The history question that could prevent this confusion — "Has this dog received any medications, topical treatments, or products recently?" — is standard in emergency triage but must be interpreted through a lens that includes household chemical exposures, products applied to other animals in the household, and access to agricultural areas. The clinical signs guide for ivermectin toxicity provides the pattern recognition information needed to make this diagnosis promptly.

Systemic Solutions Beyond Individual Practitioners

Individual practitioner education matters but is not sufficient. The errors described here are not primarily errors of knowledge — they are errors of system design. Prescribing software that does not alert to breed-specific drug interactions, records systems that do not propagate critical safety flags across facilities, and intake protocols that default to macrocyclic lactones without breed-based risk stratification all create structural conditions for harm.

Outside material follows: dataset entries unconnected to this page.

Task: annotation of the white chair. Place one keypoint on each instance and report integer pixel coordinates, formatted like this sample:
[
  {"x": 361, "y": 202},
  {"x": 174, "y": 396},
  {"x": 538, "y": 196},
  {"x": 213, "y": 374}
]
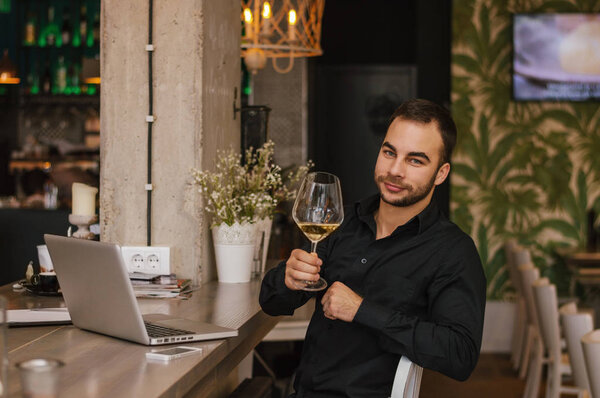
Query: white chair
[
  {"x": 520, "y": 325},
  {"x": 546, "y": 300},
  {"x": 575, "y": 325},
  {"x": 528, "y": 274},
  {"x": 590, "y": 343},
  {"x": 407, "y": 381}
]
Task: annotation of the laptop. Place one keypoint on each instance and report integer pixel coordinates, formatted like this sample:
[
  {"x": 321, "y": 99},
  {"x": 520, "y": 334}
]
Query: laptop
[{"x": 100, "y": 298}]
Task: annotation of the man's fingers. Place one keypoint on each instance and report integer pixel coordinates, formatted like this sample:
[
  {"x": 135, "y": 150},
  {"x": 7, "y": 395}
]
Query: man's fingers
[
  {"x": 304, "y": 267},
  {"x": 303, "y": 276},
  {"x": 308, "y": 258}
]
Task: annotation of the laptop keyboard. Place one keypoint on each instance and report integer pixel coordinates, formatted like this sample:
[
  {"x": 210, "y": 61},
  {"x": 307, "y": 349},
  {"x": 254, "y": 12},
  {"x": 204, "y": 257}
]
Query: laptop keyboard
[{"x": 161, "y": 331}]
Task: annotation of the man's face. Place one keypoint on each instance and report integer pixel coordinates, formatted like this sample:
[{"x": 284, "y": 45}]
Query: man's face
[{"x": 408, "y": 166}]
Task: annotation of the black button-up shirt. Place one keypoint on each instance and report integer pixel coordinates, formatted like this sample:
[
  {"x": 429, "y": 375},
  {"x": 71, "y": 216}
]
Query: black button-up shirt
[{"x": 423, "y": 292}]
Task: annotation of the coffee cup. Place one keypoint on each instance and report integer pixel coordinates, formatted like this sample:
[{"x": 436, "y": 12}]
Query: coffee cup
[
  {"x": 44, "y": 258},
  {"x": 45, "y": 282}
]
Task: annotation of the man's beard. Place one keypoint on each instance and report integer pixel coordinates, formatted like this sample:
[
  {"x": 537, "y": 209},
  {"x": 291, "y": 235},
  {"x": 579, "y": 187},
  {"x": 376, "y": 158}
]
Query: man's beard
[{"x": 414, "y": 195}]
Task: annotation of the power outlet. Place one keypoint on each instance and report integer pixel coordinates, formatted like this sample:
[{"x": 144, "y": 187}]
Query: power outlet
[{"x": 147, "y": 259}]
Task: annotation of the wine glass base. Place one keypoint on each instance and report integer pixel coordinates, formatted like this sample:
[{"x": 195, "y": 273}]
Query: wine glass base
[{"x": 315, "y": 286}]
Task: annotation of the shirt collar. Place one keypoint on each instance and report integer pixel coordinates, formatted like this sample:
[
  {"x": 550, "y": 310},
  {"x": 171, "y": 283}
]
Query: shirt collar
[{"x": 365, "y": 210}]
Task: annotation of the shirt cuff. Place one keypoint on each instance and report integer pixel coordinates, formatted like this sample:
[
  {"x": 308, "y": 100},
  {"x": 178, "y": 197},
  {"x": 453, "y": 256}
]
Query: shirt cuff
[{"x": 372, "y": 315}]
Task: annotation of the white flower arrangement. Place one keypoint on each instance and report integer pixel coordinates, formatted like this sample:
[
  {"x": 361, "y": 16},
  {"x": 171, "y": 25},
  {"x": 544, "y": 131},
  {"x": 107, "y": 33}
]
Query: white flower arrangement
[{"x": 249, "y": 191}]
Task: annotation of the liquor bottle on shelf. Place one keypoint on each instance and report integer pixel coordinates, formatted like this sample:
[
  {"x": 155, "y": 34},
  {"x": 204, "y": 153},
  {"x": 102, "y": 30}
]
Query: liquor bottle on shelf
[
  {"x": 90, "y": 39},
  {"x": 66, "y": 29},
  {"x": 75, "y": 81},
  {"x": 30, "y": 30},
  {"x": 51, "y": 34},
  {"x": 33, "y": 81},
  {"x": 82, "y": 31},
  {"x": 96, "y": 28},
  {"x": 47, "y": 80},
  {"x": 60, "y": 82}
]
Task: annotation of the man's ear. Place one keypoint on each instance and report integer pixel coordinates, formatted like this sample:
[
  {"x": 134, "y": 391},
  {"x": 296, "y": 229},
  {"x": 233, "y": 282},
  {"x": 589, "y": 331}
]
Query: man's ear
[{"x": 442, "y": 173}]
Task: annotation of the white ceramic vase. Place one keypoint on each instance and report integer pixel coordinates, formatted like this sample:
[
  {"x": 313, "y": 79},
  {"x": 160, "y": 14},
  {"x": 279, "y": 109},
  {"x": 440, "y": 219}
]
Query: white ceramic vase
[
  {"x": 263, "y": 235},
  {"x": 234, "y": 251}
]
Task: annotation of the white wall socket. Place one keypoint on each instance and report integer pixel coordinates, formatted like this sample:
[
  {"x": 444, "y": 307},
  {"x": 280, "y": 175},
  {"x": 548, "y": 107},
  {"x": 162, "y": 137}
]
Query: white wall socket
[{"x": 147, "y": 259}]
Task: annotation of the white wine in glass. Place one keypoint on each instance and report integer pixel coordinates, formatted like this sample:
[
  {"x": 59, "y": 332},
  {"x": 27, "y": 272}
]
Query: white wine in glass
[{"x": 318, "y": 211}]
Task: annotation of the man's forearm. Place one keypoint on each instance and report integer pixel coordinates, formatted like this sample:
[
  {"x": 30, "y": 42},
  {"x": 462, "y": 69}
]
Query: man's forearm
[{"x": 275, "y": 298}]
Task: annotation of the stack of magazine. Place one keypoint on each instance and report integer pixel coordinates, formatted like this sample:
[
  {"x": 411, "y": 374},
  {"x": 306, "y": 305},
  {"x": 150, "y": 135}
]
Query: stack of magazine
[{"x": 158, "y": 286}]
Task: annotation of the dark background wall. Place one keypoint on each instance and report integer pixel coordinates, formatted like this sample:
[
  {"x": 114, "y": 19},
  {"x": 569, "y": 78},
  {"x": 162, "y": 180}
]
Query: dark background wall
[{"x": 376, "y": 54}]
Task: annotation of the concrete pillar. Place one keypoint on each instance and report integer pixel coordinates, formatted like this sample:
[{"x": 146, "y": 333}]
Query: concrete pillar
[{"x": 196, "y": 68}]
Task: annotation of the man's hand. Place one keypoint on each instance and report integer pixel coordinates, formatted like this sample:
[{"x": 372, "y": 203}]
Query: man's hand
[
  {"x": 340, "y": 302},
  {"x": 301, "y": 266}
]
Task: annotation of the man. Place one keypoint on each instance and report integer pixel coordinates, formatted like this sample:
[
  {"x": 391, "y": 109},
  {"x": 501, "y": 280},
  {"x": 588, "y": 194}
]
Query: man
[{"x": 403, "y": 279}]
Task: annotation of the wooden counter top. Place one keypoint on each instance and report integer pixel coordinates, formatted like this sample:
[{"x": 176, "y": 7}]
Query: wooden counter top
[{"x": 102, "y": 366}]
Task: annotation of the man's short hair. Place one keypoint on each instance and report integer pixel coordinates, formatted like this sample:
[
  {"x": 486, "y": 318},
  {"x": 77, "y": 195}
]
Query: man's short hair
[{"x": 424, "y": 111}]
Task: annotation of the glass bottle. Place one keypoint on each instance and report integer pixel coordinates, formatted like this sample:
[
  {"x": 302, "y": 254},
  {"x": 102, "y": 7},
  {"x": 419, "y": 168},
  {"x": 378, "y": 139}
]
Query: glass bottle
[
  {"x": 66, "y": 29},
  {"x": 30, "y": 30},
  {"x": 83, "y": 23},
  {"x": 96, "y": 28},
  {"x": 51, "y": 32},
  {"x": 47, "y": 80},
  {"x": 61, "y": 76}
]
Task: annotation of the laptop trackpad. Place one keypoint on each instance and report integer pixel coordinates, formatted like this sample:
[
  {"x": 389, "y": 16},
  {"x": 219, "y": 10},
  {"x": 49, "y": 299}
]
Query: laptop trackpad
[{"x": 186, "y": 324}]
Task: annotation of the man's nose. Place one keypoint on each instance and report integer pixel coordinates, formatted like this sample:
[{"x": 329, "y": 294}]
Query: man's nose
[{"x": 398, "y": 168}]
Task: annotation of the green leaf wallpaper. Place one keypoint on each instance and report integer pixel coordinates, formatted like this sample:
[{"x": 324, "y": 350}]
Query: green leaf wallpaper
[{"x": 524, "y": 170}]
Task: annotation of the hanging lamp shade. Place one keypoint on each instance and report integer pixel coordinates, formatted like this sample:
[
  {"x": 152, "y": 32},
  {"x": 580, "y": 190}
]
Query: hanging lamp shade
[
  {"x": 280, "y": 29},
  {"x": 8, "y": 71}
]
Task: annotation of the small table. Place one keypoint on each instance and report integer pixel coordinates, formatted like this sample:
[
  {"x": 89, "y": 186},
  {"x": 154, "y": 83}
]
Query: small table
[
  {"x": 585, "y": 267},
  {"x": 102, "y": 366}
]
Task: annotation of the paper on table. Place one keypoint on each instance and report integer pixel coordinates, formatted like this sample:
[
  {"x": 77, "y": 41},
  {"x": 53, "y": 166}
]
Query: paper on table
[{"x": 38, "y": 316}]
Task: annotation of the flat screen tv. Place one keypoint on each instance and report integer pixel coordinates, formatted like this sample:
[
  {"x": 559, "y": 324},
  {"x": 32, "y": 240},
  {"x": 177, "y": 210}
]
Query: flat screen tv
[{"x": 556, "y": 57}]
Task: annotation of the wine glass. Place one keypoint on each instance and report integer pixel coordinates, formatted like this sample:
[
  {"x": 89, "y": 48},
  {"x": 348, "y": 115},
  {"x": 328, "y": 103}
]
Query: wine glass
[{"x": 318, "y": 211}]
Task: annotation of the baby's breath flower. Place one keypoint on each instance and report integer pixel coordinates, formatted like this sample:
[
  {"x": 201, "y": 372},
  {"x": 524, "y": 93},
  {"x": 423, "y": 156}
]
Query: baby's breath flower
[{"x": 249, "y": 191}]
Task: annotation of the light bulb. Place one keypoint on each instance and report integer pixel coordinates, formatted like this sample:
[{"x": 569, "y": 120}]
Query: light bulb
[
  {"x": 266, "y": 10},
  {"x": 292, "y": 17},
  {"x": 247, "y": 15}
]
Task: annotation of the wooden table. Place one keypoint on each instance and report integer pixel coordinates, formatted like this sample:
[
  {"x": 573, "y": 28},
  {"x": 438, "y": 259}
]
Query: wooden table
[
  {"x": 101, "y": 366},
  {"x": 585, "y": 267}
]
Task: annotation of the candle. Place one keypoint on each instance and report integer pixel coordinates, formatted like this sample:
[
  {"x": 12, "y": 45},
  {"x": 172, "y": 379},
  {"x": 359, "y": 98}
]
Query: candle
[
  {"x": 292, "y": 25},
  {"x": 248, "y": 23},
  {"x": 266, "y": 22},
  {"x": 84, "y": 199}
]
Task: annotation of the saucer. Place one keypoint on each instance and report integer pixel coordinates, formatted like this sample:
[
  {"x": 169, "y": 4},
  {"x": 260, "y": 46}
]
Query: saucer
[{"x": 34, "y": 290}]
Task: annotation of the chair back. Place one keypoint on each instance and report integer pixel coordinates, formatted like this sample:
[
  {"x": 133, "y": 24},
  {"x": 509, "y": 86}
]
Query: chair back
[
  {"x": 510, "y": 248},
  {"x": 522, "y": 256},
  {"x": 529, "y": 274},
  {"x": 590, "y": 343},
  {"x": 407, "y": 381},
  {"x": 546, "y": 304},
  {"x": 574, "y": 326}
]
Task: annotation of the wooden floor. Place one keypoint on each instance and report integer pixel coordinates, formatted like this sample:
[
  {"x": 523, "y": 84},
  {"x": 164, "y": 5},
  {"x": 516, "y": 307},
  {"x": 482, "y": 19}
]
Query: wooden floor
[{"x": 493, "y": 377}]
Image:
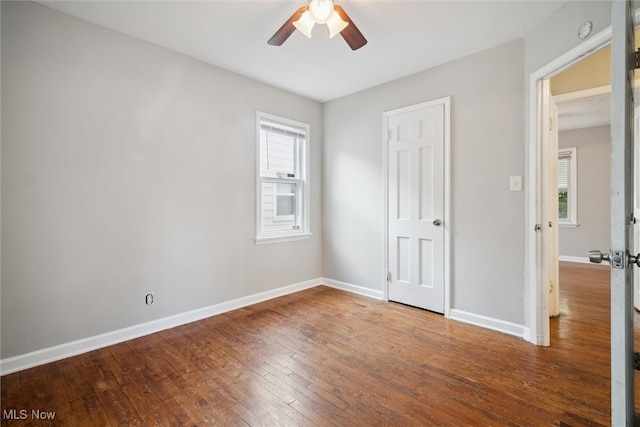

Veterinary schools have incorporated MDR1 into pharmacology and clinical medicine curricula more thoroughly in recent years, but the practitioner who graduated before that curriculum update may have significant knowledge gaps. Continuing education credits in pharmacogenomics and breed-specific drug sensitivity are increasingly available and should be actively sought by practitioners whose patient populations include herding breeds.

Owners are ultimately the most reliable safety layer. An owner who knows their dog's MDR1 status, communicates it clearly, and advocates persistently at every clinical encounter provides a protection that no system design or educational program can fully replace. The complete MDR1 drug list gives owners the specific information they need to be effective advocates for their dogs at every veterinary encounter.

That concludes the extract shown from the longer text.